De olieprijs zet zijn klim gestaag verder. Twee jaar geleden kostte een vat olie nog minder dan 30 dollar en zagen weinigen hoe die prijs kon worden opgekrikt. Zes maanden geleden moest nog 45 dollar worden betaald en verzette Saoedi-Arabië hemel en aarde om de prijs boven de 50 dollar te brengen en te houden.
Vandaag is de grens van de 65 dollar in zicht, voor brent-olie zelfs 70 dollar per vat. Daarmee noteert olie op zijn hoogste niveau in 3 jaar. De prijsvork van 40/60 voor petroleum, door velen beschouwd als ideaal, is nu duidelijk verlaten.
Vanwaar deze prijsstijging?
De belangrijkste reden is zonder meer het succes van een overeenkomst deze zomer binnen de OPEC om de productie te beperken. Opmerkelijk genoeg werd het akkoord nageleefd en ook Rusland – dat geen lid van de OPEC is – respecteert de overeengekomen quota.
Op die manier werd het aanbod artificieel gereduceerd, wat automatisch tot kleinere voorraden en een hogere prijs heeft geleid. Eind november stemden de OPEC-landen dan in om die overeenkomst te verlengen tot eind 2018.
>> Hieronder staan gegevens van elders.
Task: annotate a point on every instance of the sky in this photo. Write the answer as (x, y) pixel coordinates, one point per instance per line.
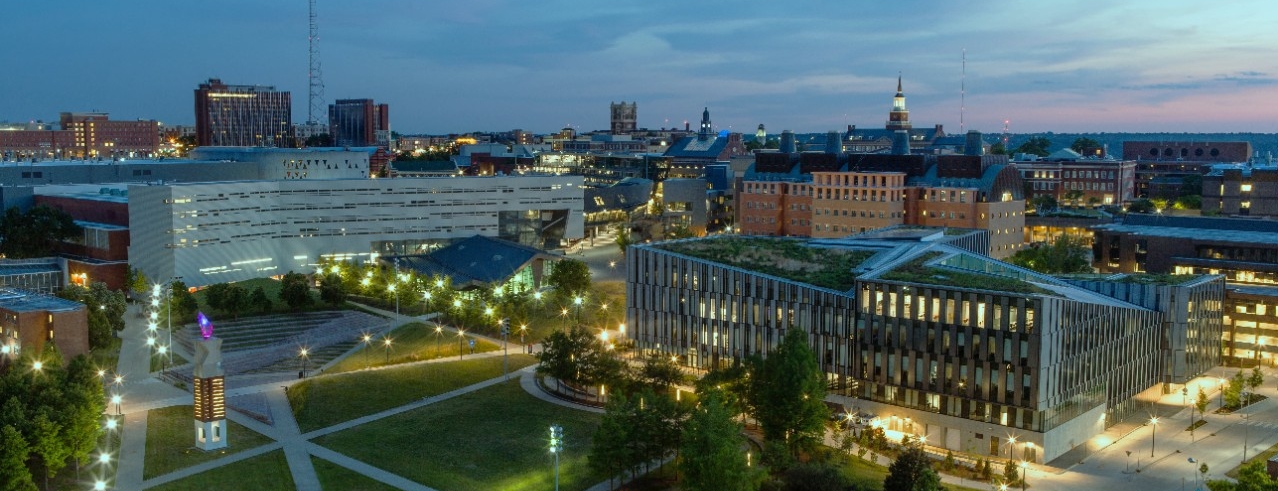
(453, 67)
Ook de globale economische vooruitzichten zijn beter dan verwacht, wat de vraag verder zal opdrijven. Tel daarbij de geopolitieke onrust tussen Iran en Saoedi-Arabië en de prijsstijging is zonder meer verklaard.
Wat met schalie-olie?
Toch is de prijsstijging verwonderlijk en wel omdat ons steeds is verteld dat bij bij grote prijsstijgingen de VS de wereld zouden overspoelen met schalie-olie. Die is rendabel vanaf een prijs van 50 dollar per vat, sommigen beweren zelfs vanaf 30 dollar per vat. Dat betekent dat bij een prijs van 60 dollar schalie-olie super rendabel wordt en de productie samen met het aanbod zou moeten worden opgevoerd, wat de prijzen onmiddellijk zou moeten doen dalen.
Waarom gebeurt dat niet?
Twee redenen: ofwel is de prijsberekening die voor schalie-olie wordt gemaakt fout. Ofwel is er een tijd nodig om de theorie in praktijk te brengen en gaat de olieprijs straks gewoon opnieuw dalen. Het antwoord krijgen we in de komende weken.